Earth 2 goes to war in an issue by Daniel H. Wilson, Eddy Barrows, inker Eber Ferreira, colourist Pete Pantazis and letterer Taylor Esposito.


I didn’t have a damned clue what was going on in this issue. Trapped in a series of different limbos, the book has to tie in to Futures End, Worlds End, AND the current Earth 2 storyline. None of this is particularly explained, however, as new readers (like me) are dropped straight into a random collection of weird events which follow each other in quick succession.

Wilson’s pacing is off-kilter throughout, in that each page seems unconnected from the one before. The story keeps jumping forward without telling the reader, so on one page Mr Terrific walks out of a symposium he’s just given with his lab assistant Sonia, then on the next is immediately forced to go on the run with her. The third page has the villain (who was also at the symposium) reappear suddenly outside Terrific’s lab, with the fourth showing him attacking the lab which Sonia is suddenly now inside. There’s no explanation of the timing of the events, so readers aren’t guided into any of these pages. Things happen at random times, and characters keep reappearing in odd places.
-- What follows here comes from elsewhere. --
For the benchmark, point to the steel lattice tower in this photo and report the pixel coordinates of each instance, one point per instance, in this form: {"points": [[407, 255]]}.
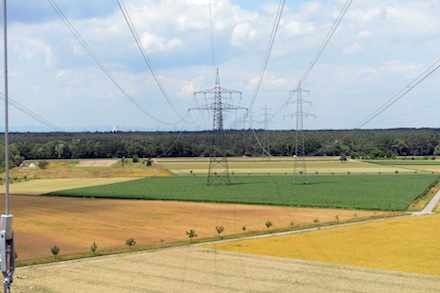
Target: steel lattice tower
{"points": [[266, 121], [218, 163], [299, 165]]}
The story also tries to tie in parts of the current Earth 2 storyline – I have no idea what that storyline is – to the issue, which means we have a page of a robot tied up on an island somewhere, yelling about her eyes. No idea. The characterisation of Mr Terrific, as well, doesn’t match the version of him in the main Futures End series, where he’s a major celebrity and pretty egotistical. Here he seems like a fairly bland scientist, without any of that fire in his eyes.
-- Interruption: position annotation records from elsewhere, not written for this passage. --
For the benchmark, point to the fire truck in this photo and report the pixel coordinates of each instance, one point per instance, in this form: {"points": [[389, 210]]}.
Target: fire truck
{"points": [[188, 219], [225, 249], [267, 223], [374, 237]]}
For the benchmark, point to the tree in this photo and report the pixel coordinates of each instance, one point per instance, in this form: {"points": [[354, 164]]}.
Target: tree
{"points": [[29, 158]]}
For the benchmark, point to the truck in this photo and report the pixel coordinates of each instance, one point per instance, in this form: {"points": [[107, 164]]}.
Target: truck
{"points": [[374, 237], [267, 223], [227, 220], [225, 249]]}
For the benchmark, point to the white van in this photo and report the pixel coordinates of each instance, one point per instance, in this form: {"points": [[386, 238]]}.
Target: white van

Barrows is a capable artist, of course, and his work here gives each page a consistency and structure – the problem is that the script doesn’t do the same. So whilst Barrows tells the story of a page, and then the next page, and then the next page; Wilson’s writing makes no attempt to connect those three pages together. It’s a frequent mess, with no sense of pacing or overall structure. I don’t even know whether the story here is taking place on Earth 2 or Earth 1. It’s simply not explained. Conflicts are set up here and then resolved without reason.

Simply put: I don’t think Wilson copes with having to compress a single story into a single issue. The issue doesn’t give new readers anything like a coherent jumping-on point, and I’m not particularly sure it rewards long-term readers either. Skip it.